Technical Analysis: Sterling is below 1.3100

Sterling is trading in a tight range and remains vulnerable near the round-level resistance at 1.3100 against the US dollar. GBP/USD is at a rally or break point as it hovers near the trend line drawn from the 28 December 2023 high of 1.2828. On August 21, the Cable offered a sudden upward move after a break of the aforementioned trend line. The pair found an intermediate cushion near the 20-day exponential moving average (EMA), which is trading around 1.3075.

The 14-day Relative Strength Index (RSI) is falling in the 40.00-60.00 range, suggesting that the bullish momentum is over for now. However, the optimistic trend remains intact.

Looking to the upside, the cable will face resistance near the round-level resistance of 1.3200 and the psychological level of 1.3500. On the downside, the psychological level of 1.3000 appears as crucial support for the GBP bulls.

Frequently Asked Questions for Pounds Sterling

The pound sterling (GBP) is the oldest currency in the world (886 AD) and the official currency of the United Kingdom.

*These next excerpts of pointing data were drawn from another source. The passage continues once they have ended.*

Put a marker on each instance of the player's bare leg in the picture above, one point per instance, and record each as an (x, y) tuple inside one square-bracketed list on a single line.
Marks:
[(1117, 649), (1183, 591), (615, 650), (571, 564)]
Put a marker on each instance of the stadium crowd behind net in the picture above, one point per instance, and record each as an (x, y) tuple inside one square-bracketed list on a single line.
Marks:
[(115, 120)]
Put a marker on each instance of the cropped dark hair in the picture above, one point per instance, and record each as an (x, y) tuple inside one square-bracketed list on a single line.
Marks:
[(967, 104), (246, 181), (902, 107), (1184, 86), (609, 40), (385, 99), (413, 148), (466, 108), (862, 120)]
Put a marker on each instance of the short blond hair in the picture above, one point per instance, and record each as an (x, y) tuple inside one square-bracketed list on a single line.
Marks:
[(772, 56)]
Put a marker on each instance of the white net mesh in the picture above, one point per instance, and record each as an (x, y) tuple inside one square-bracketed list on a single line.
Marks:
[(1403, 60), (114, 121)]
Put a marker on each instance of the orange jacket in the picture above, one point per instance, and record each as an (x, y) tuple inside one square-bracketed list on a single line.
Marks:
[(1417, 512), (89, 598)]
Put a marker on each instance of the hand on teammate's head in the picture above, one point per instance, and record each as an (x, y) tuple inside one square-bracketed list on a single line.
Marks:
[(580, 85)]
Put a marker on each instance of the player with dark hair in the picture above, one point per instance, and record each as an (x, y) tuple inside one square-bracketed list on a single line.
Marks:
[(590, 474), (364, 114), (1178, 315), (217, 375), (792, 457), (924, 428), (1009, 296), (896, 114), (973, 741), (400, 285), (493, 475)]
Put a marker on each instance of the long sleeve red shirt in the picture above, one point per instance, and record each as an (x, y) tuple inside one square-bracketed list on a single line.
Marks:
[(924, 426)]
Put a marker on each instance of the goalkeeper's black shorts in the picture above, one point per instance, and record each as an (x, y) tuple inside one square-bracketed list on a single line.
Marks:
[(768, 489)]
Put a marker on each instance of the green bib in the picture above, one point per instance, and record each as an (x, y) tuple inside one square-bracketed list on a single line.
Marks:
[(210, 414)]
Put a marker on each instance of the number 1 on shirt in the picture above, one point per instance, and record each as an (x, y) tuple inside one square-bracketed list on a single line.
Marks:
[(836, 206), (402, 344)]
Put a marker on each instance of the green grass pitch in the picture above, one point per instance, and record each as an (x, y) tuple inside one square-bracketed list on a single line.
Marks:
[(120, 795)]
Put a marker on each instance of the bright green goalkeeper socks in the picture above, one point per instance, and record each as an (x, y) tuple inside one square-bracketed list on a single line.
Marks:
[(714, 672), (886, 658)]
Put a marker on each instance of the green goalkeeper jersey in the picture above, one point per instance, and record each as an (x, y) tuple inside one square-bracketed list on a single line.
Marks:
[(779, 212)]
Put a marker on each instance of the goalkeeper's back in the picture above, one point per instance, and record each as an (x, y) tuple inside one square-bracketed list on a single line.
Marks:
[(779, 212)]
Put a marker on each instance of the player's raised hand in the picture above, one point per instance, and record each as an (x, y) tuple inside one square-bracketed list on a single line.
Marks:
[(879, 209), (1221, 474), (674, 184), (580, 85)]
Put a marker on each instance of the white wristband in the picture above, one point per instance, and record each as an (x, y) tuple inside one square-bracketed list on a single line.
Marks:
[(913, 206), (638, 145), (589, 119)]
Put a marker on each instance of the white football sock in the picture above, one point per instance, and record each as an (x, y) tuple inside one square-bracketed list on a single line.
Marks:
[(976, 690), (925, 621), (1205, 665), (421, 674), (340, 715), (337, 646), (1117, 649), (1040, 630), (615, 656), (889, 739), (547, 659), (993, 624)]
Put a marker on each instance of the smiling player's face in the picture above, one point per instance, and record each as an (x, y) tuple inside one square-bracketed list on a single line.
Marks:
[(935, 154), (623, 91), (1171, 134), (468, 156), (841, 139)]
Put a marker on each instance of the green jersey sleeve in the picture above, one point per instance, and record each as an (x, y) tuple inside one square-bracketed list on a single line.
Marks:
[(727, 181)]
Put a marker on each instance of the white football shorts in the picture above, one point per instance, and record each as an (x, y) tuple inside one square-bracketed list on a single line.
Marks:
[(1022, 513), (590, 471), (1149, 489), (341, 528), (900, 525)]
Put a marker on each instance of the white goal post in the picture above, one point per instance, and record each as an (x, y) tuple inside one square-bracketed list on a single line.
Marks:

It is the fourth most traded foreign exchange (FX) unit in the world, accounting for 12% of all trades, averaging $630 billion per day as of 2022. Its key trading pairs are GBP/USD, aka “Cable”, which represents 11% of FX, GBP/JPY or “The Dragon” as it is known to traders (3%) and EUR/GBP (2%) . The pound sterling is issued by the Bank of England (BoE).

The most important factor influencing the value of the pound sterling is the monetary policy decided by the Bank of England. The BoE bases its decisions on whether it has achieved its main objective of “price stability” – a steady inflation rate of around 2%. Its main tool to achieve this is the adjustment of interest rates. When inflation is too high, the BoE will try to control it by raising interest rates, making it more expensive for people and businesses to access credit. This is generally positive for GBP as higher interest rates make the UK a more attractive place for global investors to park their money. When inflation falls too low, it is a sign that economic growth is slowing. In this scenario, the BoE will consider lowering interest rates to reduce credit so that companies borrow more to invest in growth-generating projects.

Data releases measure the health of the economy and can affect the value of the pound. Indicators such as GDP, manufacturing and services PMI and employment can all influence the direction of the GBP. A strong economy is good for Sterling. Not only does it attract more foreign investment, it may encourage the BoE to raise interest rates, which will directly strengthen the GBP. Otherwise, if the economic data is weak, the pound is likely to fall.

Another significant release of data for the pound is the trade balance. This indicator measures the difference between what a country earns from its exports and what it spends on imports in a given period. If a country produces highly sought-after exports, its currency will only benefit from the additional demand created by foreign buyers looking to purchase these goods. Therefore, a positive net trade balance strengthens a currency and vice versa for a negative balance.